夢にまで見た「女性の体」を手に入れても、そこにいるのは昔の自分。

声を出せば、あの頃の口調のまま。



「信じらんない……まさか死んで、こんなことになるなんてねぇ」



そう呟いたとき、遠くから馬の足音が近づいてきた。

銀の鎧を纏った青年が、剣を手に彼女の前に降り立つ。



「お嬢さん、大丈夫ですか!? 魔物に襲われたのかと!」



ミツヨーナ――いや、光代は慌てて立ち上がり、ドレスの裾を直した。



「お、お嬢さんって……アタシのこと? うっそ、やだ照れる♡」



「……え? あ、いえ、失礼を……!」



青年は赤面して言葉を詰まらせた。

光代はそんな彼を見て、ふっと笑う。



「ふふ、いい男ね。

でもアタシ、ちょっと混乱してるのよ。

ここ、東京じゃないわよね?」



「トーキョー? それはどこの国の……?」



「……やっぱりね。アタシ、違う世界に来ちゃったのねぇ」



その後、青年に導かれ、彼女は王都へと向かった。

“天から降りた神の乙女”として、城の塔に迎えられる。

けれど、ミツヨーナは笑いながら言った。



「神の乙女だなんて、アタシそんな上等なもんじゃないわよ。

ただのオカマよ。

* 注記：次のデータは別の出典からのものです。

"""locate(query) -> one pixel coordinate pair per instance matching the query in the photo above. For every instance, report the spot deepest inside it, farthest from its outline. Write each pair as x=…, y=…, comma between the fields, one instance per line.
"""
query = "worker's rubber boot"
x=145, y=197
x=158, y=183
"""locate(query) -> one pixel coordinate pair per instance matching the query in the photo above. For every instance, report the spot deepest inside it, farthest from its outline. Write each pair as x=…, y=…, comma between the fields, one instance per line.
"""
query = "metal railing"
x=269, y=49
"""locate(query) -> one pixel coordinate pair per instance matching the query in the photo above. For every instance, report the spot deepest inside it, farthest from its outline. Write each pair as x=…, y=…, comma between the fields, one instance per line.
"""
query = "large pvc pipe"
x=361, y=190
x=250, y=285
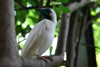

夜の街で、人を笑わせてただけのね」



塔の侍女たちは、最初こそ戸惑った。

だが、彼女の優しさに少しずつ心を開いていった。



「あなた、なんでそんなに明るいの?」

「そりゃあねぇ、暗い顔してたって、誰も幸せにならないのよ。

笑顔ってのはタダなの。使わなきゃ損よ」



その言葉に、少女たちは涙ぐんだ。

“神の乙女”ではなく、“人の痛みを知る女”。

ミツヨーナの周りには、少しずつ花が咲くように人が集まっていった。



そして、王子レオネルが彼女の部屋を訪れた夜。

月明かりの下、王子は静かに言った。



「君は不思議な人だ。

この国の誰も、君のように人を癒せない。

まるで、心に花を咲かせるようだ」



「アタシね、花が好きなの。

どんな花も、咲く時は痛いのよ。

でも、それでも咲くの。

誰かに見てほしいから、愛されたくて」



王子はしばらく黙って、微笑んだ。

「ならば君は、この国を救う花になるだろう。

その魂の強さが、きっと人々を導く」



ミツヨーナは目を伏せ、微笑んだ。

昭和の夜に生きたオカマの心が、異世界でようやく報われたような気がした。



「アタシね、もう逃げないわ。

男でも女でもなく、“アタシ”として生きるの。

咲くことを、恐れないでいたいのよ」



夜風が塔の窓を抜け、白い花が一輪、彼女の膝に落ちた。

それはまるで、昭和の終わりに散った一人の魂が――

異世界で、ようやく咲き直した花のようだった。